One oyster each or something....


----------



## BananaTom (Feb 16, 2008)

> *BIGRIGZ (12/30/2009)*Free Oysters sounds pretty good...How's he plan to keep the PFF from eating him out of business??
> 
> One oyster each or something....


*He has NO Problems at all with keeping up with the PFF oyster eaters,as he has proven many many times in the past. Ask anyone that has been. The Wed. Night crowd has not been in a while, and some have asked me if they still do it. *

*They started it long before the PFF started going there, and have continued it every Wednesday since the middle of the summer, and will keep on doing it. They love the turn out of the locals, not just the PFFer's,it is just that simple.*

*But the PFFer's are always welcome. *


----------



## BananaTom (Feb 16, 2008)

> *BIGRIGZ (12/30/2009)*One oyster each or something....

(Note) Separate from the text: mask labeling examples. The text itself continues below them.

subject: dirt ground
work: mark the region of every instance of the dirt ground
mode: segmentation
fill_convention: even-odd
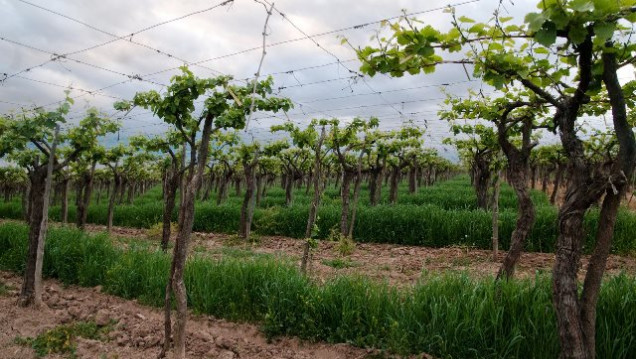
[[[57,226],[58,224],[53,224]],[[105,227],[89,225],[91,232],[105,231]],[[122,245],[128,238],[145,240],[145,230],[115,227],[111,233]],[[299,260],[302,241],[262,236],[253,244],[245,244],[233,236],[211,233],[195,233],[191,252],[221,257],[276,254]],[[320,241],[311,261],[311,275],[319,281],[340,274],[362,274],[376,280],[396,285],[410,285],[422,272],[466,271],[474,276],[496,273],[505,252],[498,260],[492,253],[466,247],[424,248],[391,244],[358,243],[353,254],[339,256],[336,243]],[[582,267],[587,265],[583,258]],[[532,277],[536,271],[550,271],[554,255],[549,253],[525,253],[518,266],[517,276]],[[620,272],[636,274],[636,258],[610,256],[607,274]],[[581,271],[581,277],[584,272]],[[33,349],[16,344],[16,337],[35,337],[44,331],[65,323],[116,321],[108,340],[98,341],[79,338],[79,358],[143,358],[156,357],[162,343],[163,314],[155,308],[139,305],[101,293],[100,287],[63,288],[53,280],[45,281],[46,308],[34,310],[16,305],[21,278],[0,272],[0,282],[9,291],[0,295],[0,358],[33,358]],[[369,358],[377,353],[345,344],[303,343],[293,338],[282,338],[268,343],[256,325],[231,323],[210,316],[192,315],[188,322],[189,358]],[[65,358],[49,355],[47,358]]]
[[[53,280],[44,283],[46,308],[21,308],[16,303],[22,279],[7,272],[0,272],[0,279],[10,288],[0,296],[0,358],[35,358],[33,349],[15,343],[16,337],[36,337],[77,321],[95,321],[98,325],[116,321],[107,340],[78,338],[78,358],[151,359],[159,353],[163,313],[158,309],[103,294],[100,287],[65,288]],[[187,330],[188,358],[349,359],[377,354],[346,344],[303,343],[291,338],[268,343],[255,325],[210,316],[192,315]],[[46,358],[67,357],[50,354]]]
[[[91,225],[90,231],[100,232],[104,226]],[[124,238],[146,238],[143,229],[113,228],[113,235]],[[194,233],[191,252],[224,255],[224,248],[235,248],[254,253],[287,255],[300,261],[303,242],[298,239],[276,236],[258,237],[258,242],[244,244],[227,234]],[[497,261],[492,252],[469,247],[426,248],[395,244],[357,243],[353,254],[341,257],[335,250],[336,243],[320,241],[313,251],[311,274],[319,280],[339,274],[362,274],[386,280],[391,284],[413,284],[422,272],[466,271],[474,276],[496,275],[506,255],[499,251]],[[585,276],[589,256],[583,256],[581,279]],[[537,271],[550,272],[554,264],[552,253],[524,253],[517,267],[517,277],[534,277]],[[611,255],[607,262],[606,275],[621,272],[636,274],[636,258]]]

_*I eat 3 - 4 dozen each time I go !!!!*_


----------



## BIGRIGZ (Oct 2, 2007)

_*I eat 3 - 4 dozen each time I go !!!!*_



Whoa! That's good for the libido!!:clap


----------



## ironman172 (Sep 28, 2007)

If you go...TIP BIG!!!....take care of who is taking care of you:clap


----------



## Last Drop (Oct 3, 2007)

*So have they moved it back to Gilligan's Tiki Hut? :hungry ... I made it a couple times at Gilligan's last year. Good times for sure.......*</p>


----------



## BananaTom (Feb 16, 2008)

> *Last Drop (23/04/2010)*
> 
> 
> *So have they moved it back to Gilligan's Tiki Hut? :hungry ... I made it a couple times at Gilligan's last year. Good times for sure.......*</p>


*Yes*


----------